Congress and the White House struck a deal late Friday on a relief package to assist individuals affected by the coronavirus pandemic, moving to confront the situation that has shutdown sporting events and created concern in financial markets.
First District Congressman Kevin Hern, though, was among 40 members to vote against the bill.
“I strongly believe that a bill of this magnitude should not be voted on in the middle of the night, in a haste,” Hern said in a written statement.
Hern said the House should have waited until at least later in the weekend to vote.
“The fact is, the Senate won’t vote on this bill until Monday, which means the President will not sign it into law until Tuesday, at the earliest. There is no reason we can’t read through the proposal, debate the pro’s and con’s, and then vote sometime later this weekend.”

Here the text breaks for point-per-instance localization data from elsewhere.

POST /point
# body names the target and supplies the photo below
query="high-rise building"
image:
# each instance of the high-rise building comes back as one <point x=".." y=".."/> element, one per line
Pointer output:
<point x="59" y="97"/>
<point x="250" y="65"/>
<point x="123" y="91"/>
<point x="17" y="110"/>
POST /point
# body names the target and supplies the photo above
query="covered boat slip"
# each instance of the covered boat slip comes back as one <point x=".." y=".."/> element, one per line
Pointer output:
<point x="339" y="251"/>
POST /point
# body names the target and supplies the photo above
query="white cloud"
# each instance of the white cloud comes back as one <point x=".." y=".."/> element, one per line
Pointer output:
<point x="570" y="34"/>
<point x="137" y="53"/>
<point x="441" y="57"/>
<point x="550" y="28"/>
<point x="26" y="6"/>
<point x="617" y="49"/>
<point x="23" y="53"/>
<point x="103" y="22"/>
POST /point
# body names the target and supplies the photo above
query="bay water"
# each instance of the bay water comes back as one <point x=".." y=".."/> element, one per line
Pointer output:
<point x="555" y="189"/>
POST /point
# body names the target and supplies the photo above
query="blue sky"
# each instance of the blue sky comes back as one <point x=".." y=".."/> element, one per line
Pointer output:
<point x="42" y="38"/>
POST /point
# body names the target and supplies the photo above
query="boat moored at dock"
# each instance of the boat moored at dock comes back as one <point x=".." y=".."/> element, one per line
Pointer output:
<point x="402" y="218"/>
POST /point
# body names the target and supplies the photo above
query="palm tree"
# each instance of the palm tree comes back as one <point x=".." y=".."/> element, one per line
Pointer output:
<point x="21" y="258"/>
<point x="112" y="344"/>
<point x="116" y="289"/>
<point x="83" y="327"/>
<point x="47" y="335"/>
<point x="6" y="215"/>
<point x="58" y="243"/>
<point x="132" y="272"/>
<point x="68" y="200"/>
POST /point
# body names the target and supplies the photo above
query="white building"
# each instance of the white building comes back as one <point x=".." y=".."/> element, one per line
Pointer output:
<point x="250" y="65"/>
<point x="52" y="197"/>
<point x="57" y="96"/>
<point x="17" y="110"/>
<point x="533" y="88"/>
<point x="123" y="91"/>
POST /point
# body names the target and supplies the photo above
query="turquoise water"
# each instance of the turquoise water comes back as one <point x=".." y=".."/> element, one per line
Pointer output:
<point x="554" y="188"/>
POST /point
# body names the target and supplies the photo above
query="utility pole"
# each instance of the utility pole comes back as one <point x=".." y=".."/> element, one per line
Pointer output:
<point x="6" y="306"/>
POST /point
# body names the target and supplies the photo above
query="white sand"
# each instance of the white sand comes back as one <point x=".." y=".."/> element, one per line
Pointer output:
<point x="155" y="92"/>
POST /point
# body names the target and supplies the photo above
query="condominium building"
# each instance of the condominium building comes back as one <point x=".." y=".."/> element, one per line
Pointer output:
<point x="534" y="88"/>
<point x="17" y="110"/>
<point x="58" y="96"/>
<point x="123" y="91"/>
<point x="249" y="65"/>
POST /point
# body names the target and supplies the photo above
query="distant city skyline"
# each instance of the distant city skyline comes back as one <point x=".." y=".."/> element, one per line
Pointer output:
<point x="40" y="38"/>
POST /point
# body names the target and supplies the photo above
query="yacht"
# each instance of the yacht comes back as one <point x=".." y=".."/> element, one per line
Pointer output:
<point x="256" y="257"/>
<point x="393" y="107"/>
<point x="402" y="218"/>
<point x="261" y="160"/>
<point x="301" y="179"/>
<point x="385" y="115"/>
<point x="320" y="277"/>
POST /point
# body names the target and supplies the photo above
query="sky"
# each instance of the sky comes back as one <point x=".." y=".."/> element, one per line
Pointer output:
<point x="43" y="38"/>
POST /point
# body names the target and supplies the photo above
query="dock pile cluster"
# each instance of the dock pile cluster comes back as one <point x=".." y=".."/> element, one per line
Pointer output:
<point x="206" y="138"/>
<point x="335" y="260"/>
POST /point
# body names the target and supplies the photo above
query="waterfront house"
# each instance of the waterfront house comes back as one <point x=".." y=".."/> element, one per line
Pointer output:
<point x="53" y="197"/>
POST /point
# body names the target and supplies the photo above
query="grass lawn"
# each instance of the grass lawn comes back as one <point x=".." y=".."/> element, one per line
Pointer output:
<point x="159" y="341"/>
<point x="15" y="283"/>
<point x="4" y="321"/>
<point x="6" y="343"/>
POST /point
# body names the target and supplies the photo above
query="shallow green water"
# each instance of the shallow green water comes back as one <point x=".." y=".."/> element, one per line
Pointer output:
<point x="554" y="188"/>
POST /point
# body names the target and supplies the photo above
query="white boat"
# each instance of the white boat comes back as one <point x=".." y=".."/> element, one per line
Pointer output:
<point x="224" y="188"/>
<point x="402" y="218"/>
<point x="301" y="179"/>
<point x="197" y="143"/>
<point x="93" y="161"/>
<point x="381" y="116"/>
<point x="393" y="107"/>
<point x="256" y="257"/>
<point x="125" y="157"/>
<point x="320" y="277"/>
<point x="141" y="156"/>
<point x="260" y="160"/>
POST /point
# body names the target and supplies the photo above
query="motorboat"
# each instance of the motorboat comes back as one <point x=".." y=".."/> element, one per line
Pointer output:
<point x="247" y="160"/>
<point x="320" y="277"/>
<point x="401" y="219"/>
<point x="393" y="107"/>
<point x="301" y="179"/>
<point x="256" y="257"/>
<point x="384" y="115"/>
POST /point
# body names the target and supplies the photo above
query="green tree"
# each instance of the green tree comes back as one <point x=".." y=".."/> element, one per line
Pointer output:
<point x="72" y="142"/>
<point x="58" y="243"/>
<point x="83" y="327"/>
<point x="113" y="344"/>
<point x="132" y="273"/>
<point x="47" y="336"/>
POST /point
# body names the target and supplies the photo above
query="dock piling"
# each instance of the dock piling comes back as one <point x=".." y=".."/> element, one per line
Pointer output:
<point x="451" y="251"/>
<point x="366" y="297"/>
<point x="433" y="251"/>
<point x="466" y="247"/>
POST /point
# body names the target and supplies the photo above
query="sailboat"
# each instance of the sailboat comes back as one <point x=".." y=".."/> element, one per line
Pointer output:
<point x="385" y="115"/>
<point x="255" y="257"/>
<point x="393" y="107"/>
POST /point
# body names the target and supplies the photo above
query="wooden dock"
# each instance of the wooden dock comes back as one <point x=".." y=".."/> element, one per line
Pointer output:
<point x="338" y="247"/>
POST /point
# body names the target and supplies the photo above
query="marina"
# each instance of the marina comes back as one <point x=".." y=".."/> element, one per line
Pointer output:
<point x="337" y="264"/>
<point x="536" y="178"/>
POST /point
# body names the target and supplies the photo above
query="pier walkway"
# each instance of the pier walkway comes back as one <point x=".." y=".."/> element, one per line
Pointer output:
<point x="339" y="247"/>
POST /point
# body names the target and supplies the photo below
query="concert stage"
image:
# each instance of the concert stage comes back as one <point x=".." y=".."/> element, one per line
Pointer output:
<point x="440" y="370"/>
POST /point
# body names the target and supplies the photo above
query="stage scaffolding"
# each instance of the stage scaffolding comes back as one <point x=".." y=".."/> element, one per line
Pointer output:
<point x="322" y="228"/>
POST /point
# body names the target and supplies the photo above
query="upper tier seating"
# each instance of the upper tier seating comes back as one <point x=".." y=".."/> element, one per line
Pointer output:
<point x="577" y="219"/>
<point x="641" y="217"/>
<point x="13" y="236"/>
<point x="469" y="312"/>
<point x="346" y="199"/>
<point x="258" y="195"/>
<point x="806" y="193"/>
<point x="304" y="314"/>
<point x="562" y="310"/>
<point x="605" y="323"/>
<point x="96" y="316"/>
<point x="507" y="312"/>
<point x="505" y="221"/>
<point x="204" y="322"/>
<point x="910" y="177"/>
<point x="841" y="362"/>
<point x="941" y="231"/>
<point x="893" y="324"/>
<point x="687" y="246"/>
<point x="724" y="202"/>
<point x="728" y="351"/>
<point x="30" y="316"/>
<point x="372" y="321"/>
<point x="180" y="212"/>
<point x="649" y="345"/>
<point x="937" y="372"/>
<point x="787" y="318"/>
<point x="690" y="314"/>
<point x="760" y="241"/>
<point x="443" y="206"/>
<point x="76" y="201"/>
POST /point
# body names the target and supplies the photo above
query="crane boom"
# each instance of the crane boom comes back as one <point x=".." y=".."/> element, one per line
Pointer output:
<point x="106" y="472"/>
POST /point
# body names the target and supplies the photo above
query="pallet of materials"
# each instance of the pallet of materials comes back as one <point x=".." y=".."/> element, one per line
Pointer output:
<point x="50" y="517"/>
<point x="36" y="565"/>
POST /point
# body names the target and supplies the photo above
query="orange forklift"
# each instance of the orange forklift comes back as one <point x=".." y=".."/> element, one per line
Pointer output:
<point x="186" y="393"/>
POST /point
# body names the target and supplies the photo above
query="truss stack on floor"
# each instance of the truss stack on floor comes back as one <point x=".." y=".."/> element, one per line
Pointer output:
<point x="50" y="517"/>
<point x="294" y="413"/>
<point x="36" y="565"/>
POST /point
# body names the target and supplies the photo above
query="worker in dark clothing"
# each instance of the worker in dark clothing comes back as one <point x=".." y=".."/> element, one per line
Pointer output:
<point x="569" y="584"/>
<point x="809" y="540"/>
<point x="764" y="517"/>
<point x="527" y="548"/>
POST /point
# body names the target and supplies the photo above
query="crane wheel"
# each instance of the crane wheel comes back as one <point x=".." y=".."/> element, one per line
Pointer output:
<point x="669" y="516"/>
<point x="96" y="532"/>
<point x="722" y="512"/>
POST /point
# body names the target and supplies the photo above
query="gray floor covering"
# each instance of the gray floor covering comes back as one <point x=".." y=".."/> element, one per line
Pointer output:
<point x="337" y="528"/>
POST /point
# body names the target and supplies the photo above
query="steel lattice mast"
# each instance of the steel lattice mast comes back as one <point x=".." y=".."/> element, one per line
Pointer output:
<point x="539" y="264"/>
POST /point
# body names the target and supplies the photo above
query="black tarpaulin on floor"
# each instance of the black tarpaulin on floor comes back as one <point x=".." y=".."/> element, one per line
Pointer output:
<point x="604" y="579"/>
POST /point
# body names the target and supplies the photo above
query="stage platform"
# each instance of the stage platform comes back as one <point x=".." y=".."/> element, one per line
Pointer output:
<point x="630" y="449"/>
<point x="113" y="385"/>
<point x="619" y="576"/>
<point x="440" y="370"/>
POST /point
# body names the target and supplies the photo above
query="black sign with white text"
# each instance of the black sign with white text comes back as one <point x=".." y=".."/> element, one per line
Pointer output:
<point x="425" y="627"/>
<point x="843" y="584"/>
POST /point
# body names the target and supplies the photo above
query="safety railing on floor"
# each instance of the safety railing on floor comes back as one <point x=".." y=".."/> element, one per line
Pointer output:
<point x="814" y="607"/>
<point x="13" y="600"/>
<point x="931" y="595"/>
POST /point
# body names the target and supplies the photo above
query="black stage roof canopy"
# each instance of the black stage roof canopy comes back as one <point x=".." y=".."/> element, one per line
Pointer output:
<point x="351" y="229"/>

The legislation is expected to provide free testing, sick pay for workers, enhanced unemployment benefits and bolstered food programs.
Hern said he objected to elements of the bill he views as detrimental to business and workers.
“To be clear, this bill contained provisions that I supported, but there was much left to be desired. ... I will not vote for any bill, emergency or not, that contains regulations that would hamstring businesses and workers, especially in this climate where they recover from the economic burden of this virus.”
Representatives Frank Lucas, Tom Cole and Kendra Horn voted for the bill. Rep. Markwayne Mullin, who was been dealing with a family medical situation, was absent.
Lucas, like Hern, noted the bill had changed during the past few weeks but said it remained mostly on point.
“While this wasn’t the first draft of the bill,” said Lucas said, “I’m encouraged that lofty, political opportunism could be put aside in order for Congress and the Administration to provide for the health and financial well-being of the American people.”